Because of this, the House of Representatives has only voted on articles of impeachment four times: Andrew Johnson in 1868, Richard Nixon in 1974, Bill Clinton in 1998 and Donald Trump in 2019.

“Never has the Senate voted to remove a president from office, although they would have done so in the case of Nixon,” Baesler said. “So, this happens very rarely, as the Founding Fathers wanted.”

9. How does the Trump impeachment compare to past impeachments?

Robert Lane, a political science professor, said the current impeachment is unique compared to those of Nixon and Clinton.

“Congress is split — the House is controlled by the Democrats and the Senate by the Republicans,” Lane said. “For Nixon, Democrats controlled both. For Clinton, Republicans controlled both. Hence, the political rancor and contentiousness this time is unprecedented.”

French explained that Trump’s impeachment also differs from previous impeachments due to the process itself.

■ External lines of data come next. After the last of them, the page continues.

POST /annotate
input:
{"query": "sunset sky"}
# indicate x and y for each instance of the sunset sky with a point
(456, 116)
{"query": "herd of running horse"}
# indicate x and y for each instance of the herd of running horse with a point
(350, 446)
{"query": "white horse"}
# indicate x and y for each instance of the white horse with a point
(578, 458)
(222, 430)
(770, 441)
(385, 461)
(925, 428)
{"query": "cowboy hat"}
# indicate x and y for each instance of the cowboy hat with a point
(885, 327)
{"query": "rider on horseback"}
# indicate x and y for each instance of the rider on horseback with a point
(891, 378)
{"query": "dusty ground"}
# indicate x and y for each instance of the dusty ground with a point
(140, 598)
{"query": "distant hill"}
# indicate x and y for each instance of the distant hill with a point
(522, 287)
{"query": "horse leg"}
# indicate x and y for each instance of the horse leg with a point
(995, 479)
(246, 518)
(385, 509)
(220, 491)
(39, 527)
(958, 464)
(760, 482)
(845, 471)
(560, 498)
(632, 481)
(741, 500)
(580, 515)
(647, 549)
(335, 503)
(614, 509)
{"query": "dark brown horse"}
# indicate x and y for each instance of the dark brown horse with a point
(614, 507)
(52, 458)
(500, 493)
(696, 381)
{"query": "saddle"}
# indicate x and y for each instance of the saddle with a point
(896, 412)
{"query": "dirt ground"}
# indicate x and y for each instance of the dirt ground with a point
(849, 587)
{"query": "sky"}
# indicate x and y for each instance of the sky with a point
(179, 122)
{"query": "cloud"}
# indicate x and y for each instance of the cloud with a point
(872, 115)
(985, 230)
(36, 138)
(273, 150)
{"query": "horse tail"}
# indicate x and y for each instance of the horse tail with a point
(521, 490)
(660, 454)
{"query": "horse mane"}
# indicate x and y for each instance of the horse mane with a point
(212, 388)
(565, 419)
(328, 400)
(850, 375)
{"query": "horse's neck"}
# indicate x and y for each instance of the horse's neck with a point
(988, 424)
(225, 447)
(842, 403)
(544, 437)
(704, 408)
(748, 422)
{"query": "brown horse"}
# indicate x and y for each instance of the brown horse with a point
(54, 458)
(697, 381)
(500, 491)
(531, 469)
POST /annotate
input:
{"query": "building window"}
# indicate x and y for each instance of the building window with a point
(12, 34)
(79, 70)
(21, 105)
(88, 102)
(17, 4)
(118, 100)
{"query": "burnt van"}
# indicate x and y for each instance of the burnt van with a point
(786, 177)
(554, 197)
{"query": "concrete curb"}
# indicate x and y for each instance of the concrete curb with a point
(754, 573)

“This will be the third impeachment trial in U.S. history, and the Republicans in the Senate have no intention of following any of the proceedings they themselves used in the past,” French said. “This is why Speaker Pelosi is holding up the articles until the Senate votes on the process of the trial. She is worried the Republicans will try and fast track it without holding a proper trial.”

10. What will happen next?

Once the trial begins, the Senate will set rules for proceedings, as there are no standing rules for the process, Baesler said.

“The issue right now is whether the Senate will hold additional hearings and call additional witnesses, such as former National Security Advisor John Bolton, who just recently announced he would honor a Congressional subpoena,” he said.

While Republican Senate Majority Leader Mitch McConnell wants to minimize political fallout through a quick process, Senate Democrats want additional witnesses to be heard, Baesler said.

“Since the House vote on impeachment, new evidence has emerged that shows President Trump personally ordering military aid to Ukraine be frozen,” he said. “McConnell wants both the House and President Trump’s lawyers to make their respective cases and then immediately move to a vote on removal from office. This is most likely what will happen once the Senate has received the Articles of Impeachment.”

Keil added that problems will arise from concluding a trial quickly, mainly in terms of information disclosure.

“The problem is, without some of the information and witnesses being called, the whole story is not out,” she said. “That is why McConnell wants a swift hearing — to avoid that information being disclosed.”

Because of the situation with Iran and gridlock between the Democrat and Republican parties, the impeachment process is taking up a lot of time, Keil said.

“Without some major, new information about the president, the Senate will never vote to remove (Trump),” she said.